A coordenadora do BE reiterou que as maiorias absolutas não deixaram “boas memórias no país até hoje”, inclusivamente a última, que também foi do PS, no Governo então liderado por José Sócrates.

“Sabemos dos perigos da maioria absoluta, sabemos como as maiorias absolutas são permeáveis ao poder económico e, portanto, cá estaremos no papel exigente que o BE sempre teve e que não deixará de ter para defender o nosso país”, comprometeu-se.

Para Catarina Martins, “há um trabalho muito exigente de oposição” – “reforçadamente exigente”, acrescentou - para “garantir que o interesse público é respeitado, para proteger o país da predação das elites económicas” que têm ficado com os recursos dos portugueses.

“Essa responsabilidade é acrescida e toda a gente sabe no país que o Bloco de Esquerda é incansável sobre essa matéria”, afirmou.

Na análise da líder do BE, "o Presidente da República terá seguramente responsabilidades institucionais que existem no sistema português, que é um sistema em que tem esse equilíbrio de poderes".

"Uma maioria absoluta é uma maioria absoluta. Nós estaremos no parlamento a fazer o nosso trabalho como é normal e é assim que cumpriremos o nosso mandato", reiterou.

Sobre as prioridades para este mandato, Catarina Martins diz que será "lutar pelo país".

"E é por isso que cá estamos.

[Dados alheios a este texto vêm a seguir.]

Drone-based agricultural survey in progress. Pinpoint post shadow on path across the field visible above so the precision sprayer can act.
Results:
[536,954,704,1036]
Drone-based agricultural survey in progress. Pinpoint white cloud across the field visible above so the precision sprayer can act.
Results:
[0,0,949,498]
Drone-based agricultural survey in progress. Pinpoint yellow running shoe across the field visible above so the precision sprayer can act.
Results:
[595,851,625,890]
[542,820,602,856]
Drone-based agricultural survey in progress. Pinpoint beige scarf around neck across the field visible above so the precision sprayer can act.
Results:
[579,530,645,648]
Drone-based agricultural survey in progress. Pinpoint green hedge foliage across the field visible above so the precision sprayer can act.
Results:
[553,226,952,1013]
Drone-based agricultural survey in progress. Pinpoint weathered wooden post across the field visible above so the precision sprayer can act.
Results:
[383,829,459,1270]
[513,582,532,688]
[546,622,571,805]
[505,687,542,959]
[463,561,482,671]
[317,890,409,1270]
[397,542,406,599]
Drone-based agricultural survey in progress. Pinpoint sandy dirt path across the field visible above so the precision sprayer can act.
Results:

O nosso mandato é claro, lutaremos pelo salário, pelas condições de trabalho, para salvar o SNS e garantir cuidados de saúde a toda a população e no país", assegurou, garantindo ainda que os bloquistas não darão "tréguas ao discurso de ódio".

A líder do BE registou ainda "tem existido uma enorme convergência nomeadamente nas matérias do trabalho e da saúde com o PCP".

PCP diz que maioria absoluta pode "fechar possibilidades reais" de convergência

O secretário-geral do PCP, Jerónimo de Sousa, considerou hoje que a maioria absoluta do PS pode “fechar possibilidades reais” de convergência em matérias que os comunistas dizem ser importantes para resolver os problemas do país.

“Resultante dessa própria maioria absoluta, onde o PS se sente confortado, naturalmente, pode fechar possibilidades reais de convergência”, disse o dirigente comunista, no final de uma audiência com o Presidente da República, Marcelo Rebelo de Sousa, no Palácio de Belém, em Lisboa.

Jerónimo de Sousa acrescentou que a “indisponibilidade do PS” pode ser 'um travão' a respostas que o partido considerou como prioritárias, como, por exemplo, a revisão da legislação laboral ou a gratuitidade das creches.

“Se se confirma o objetivo do PS de fugir à intervenção, à proposta, à ação e iniciativa do PCP, designadamente na Assembleia da República, então essa via de convergência acabar por ficar, naturalmente, mais estreita”, completou, ladeado pelo ainda líder parlamentar, João Oliveira, e pela dirigente comunista Margarida Botelho.

A Coligação Democrática Unitária (CDU), da qual fazem parte o PCP e “Os Verdes”, contabilizou no domingo o pior resultado em eleições legislativas, perdendo seis dos 12 deputados que tinha desde 2019, incluindo a representação parlamentar do PEV e os dois 'pesos pesados' comunistas, João Oliveira e António Filipe.